Para a segunda esposa escreveu o Notenbüchlein für Anna Magdalena Bach (O Pequeno Livro de Anna Magdalena Bach). Por vezes, em casa, tocava os concertos em ré menor e dó maior para três cravos. Os filhos mais velhos, Friedemann e Emmanuel, eram musicistas quase tão talentosos quanto o pai, que lhes foi o único mestre. Magdalena descreve essas ocasiões: “A música desprendia-se com uma estranha suavidade, uma perfeita precisão desses três pares de mãos. Nas passagens mais belas, Emanuel olhava pra Friedemann com uma expressão de felicidade e Friedemann sorria para Bach”. Quando os desregramentos de Friedemann chegaram ao auge e o rapaz foi desmascarado por ter roubado uma das partituras de Bach para apresentá-la como sua em um concurso, a dor atingiu o velho mestre duramente, mas mesmo assim foi indulgente: “Ele possui bastante inteligência e talento para escrever sua própria música. Não tem necessidade da minha. Sem essa maldita bebida, nunca teria feito isso. Pobre Friedemann!”, lamentou.
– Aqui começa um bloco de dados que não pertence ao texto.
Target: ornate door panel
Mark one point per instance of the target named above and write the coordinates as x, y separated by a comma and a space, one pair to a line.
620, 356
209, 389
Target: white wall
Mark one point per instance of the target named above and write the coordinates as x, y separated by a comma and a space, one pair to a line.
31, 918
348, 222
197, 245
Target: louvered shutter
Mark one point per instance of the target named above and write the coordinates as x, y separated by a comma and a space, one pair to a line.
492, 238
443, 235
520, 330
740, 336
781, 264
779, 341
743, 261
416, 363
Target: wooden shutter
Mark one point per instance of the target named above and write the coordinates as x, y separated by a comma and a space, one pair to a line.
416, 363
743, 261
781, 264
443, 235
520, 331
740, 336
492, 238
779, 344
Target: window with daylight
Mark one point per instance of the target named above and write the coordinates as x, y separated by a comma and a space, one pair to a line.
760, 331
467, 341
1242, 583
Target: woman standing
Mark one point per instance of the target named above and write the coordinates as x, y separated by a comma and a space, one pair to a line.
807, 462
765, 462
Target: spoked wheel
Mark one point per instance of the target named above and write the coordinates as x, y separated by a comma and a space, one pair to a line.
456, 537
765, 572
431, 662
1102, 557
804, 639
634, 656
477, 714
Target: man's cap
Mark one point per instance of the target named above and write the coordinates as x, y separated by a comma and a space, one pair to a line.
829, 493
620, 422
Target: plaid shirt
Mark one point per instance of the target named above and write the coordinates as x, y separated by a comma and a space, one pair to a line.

Seu amor pela esposa podem ser traduzidos por frase que ela gravou em seu diário: “Quando envelheci e minhas faces se enrugaram e meus cabelos se tornaram grisalhos, ele nem pareceu dar por isso. Somente uma vez me fez esta observação: Teus cabelos que resplandeciam como o sol têm agora a claridade da lua. É uma luz bem preferível para o par de namorados que somos. Mas ainda que venhas a ter 20 filhos, parecerás sempre aos meus olhos como no dia de nossas núpcias”.

Tão grande quanto o manifesto amor pela música e pela família foi a dedicação a Deus. Nenhum outro compositor ousou tocar o sagrado como o fez Johann Sebastian. Os mistérios da divindade parecem ter escolhido as mãos de Bach para traduzi-los em melodia. E a fé admirável que o movia deu-lhe palavras e atitudes quase etéreas diante dos indizíveis sofrimentos de seus últimos dias, acentuando a nostalgia da morte que lhe permeou a obra. Morreu aos 65 anos, cercado por seus grandes amores: a família entoando trechos do inspirado coral Todos os homens têm de morrer.

“Tocai-me um pouco de música. Cantai-me alguma coisa de belo sobre a morte porque minha hora chegou”, pediu momentos antes. Sua alma transpôs os portões da Eternidade sob a proteção calorosa da música que tanto amou.

Passados 250 anos, permanece vivo o reconhecimento do mundo a Johann Sebastian Bach. Tributo à sublimidade da arte. Compreendê-lo em sua grandeza, quem de nós ousaria tanto? Mas amá-lo, reverenciá-lo, ser-lhe gratos é quase dever. O pianista canadense Gleen Goud (autor da definitiva e transgressora versão das dificílimas Goldberg Variations, gravada em 1955 e até hoje sem sair do catálogo) definiu o gênio por todos nós: “O mundo inteiro da música está em Bach. Ele é a síntese do passado, a realidade do seu tempo e a profecia do futuro.”